With Roger Watson resigning from the Danielsville City Council, the remaining three members must act in unison if they want to get anything done — that’s not a hope for harmony, but a legal fact.
City attorney Victor Johnson told council members Monday that the city code requires at least three “yes” votes from the council before action can be taken on any matter.
“It takes three council members to take any action, whether by ordinance, resolution or motion,” Johnson told the council, noting that the three-vote requirement was included in the city charter, which was renewed in 1999.
Johnson said the requirement has hampered the council at times, leaving the group unable to take action when there is either a vacancy at the table or an absence for medical reasons.
“If you’ve only got two council members (at the table), you can’t do anything,” said Johnson. “I suggest removing the requirements of three votes for a motion.”
The attorney noted that if there are only three council members and the group votes to do something by a 2-1 vote, then the action fails, since it didn’t have the required three “yes” votes.
Danielsville is supposed to have a four-person council, with the mayor voting to break 2-2 ties.
Johnson said the three-vote requirement make sense on votes on ordinances, which are rarely changed.
“But, for instance, if you had to make a payment on a line of credit, and you’ve only got two council members present, then you can’t authorize it,” he said.
Johnson urged the council to consider submitting a proposed change in the city charter to the Georgia General Assembly at least by next month’s meeting.
Council member Barbara Dove has announced that she plans to resign from council, along with Watson.
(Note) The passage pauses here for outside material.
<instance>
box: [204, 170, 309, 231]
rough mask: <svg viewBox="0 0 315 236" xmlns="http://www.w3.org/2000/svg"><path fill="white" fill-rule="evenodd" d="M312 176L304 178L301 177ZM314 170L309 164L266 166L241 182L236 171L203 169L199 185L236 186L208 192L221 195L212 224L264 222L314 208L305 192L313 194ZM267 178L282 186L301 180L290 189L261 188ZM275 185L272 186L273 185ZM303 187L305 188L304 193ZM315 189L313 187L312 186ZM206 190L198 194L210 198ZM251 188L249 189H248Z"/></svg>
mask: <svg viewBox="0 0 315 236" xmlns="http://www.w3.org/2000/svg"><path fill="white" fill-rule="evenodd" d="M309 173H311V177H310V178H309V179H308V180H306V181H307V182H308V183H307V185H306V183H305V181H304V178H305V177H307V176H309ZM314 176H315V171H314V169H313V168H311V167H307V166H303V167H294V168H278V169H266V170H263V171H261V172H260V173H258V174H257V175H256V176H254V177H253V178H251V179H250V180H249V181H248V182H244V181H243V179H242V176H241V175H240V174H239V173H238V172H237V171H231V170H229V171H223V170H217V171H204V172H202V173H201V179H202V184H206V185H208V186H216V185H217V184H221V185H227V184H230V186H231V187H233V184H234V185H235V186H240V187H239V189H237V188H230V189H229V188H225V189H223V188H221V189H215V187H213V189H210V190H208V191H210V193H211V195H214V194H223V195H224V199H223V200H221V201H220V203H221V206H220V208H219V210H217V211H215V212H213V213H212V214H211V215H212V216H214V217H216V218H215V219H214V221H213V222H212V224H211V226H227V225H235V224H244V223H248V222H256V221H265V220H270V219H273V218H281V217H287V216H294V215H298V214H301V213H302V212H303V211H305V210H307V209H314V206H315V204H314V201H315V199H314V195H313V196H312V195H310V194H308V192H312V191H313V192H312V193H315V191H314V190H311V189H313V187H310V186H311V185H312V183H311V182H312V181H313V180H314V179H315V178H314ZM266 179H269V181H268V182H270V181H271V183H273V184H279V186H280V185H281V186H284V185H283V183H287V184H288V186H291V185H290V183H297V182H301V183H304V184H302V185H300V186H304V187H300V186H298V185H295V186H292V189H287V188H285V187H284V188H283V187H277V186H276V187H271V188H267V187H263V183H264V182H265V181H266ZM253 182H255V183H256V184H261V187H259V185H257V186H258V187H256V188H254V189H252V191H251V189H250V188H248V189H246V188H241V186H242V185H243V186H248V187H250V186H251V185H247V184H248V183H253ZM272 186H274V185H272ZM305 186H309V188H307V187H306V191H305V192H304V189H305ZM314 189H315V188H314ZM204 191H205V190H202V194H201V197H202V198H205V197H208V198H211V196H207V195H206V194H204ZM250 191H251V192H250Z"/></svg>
However, if she did that now, the Danielsville council would have only two members, Janice Merk and Junne Temple. But Dove said she will stay with the group until a special election is held March 17 to fill Watson’s seat.
“This (the three-vote issue) was brought up one time before,” said Dove, noting that she and Watson voted for Johnson’s proposed change back in January 2008, but another council member blocked the measure.
Dove said she doesn’t support the change now.
“I know you already got somebody thinking who they’re going to put in here to replace me,” said Dove. “So, I’m not going to vote for that. If you want to put it on the agenda, you can, but I’m not going to vote for it. … But I am staying for the reason there’ll be three here. So if something comes up where the city needs something, I will be here.”
In other matters, the investigation continues into how much money former Danielsville City Clerk Michelle Dills allegedly took from the city. She was arrested in October on a felony theft charge for allegedly stealing $56,000 in city funds in 2006, but the total dollar figure is expected to be more than that, once the review of financial records from other years is completed. The council approved overtime pay Monday for employees who are going through city financial records and making copies for investigators. City clerk Connie Riley told the council that she doesn’t anticipate overtime related to the investigation being necessary after January.
The council agreed to cover part of the cost of a sewer line extension about 300 feet down Hwy. 29 from Graham Law Firm to the Madison Animal Hospital. The council agreed to pay approximately $2,600 so the new line will be an eight-inch, rather than six-inch pipe. That line may eventually be extended to the Golden Pantry.
The council also approved Temple as mayor pro tem Monday.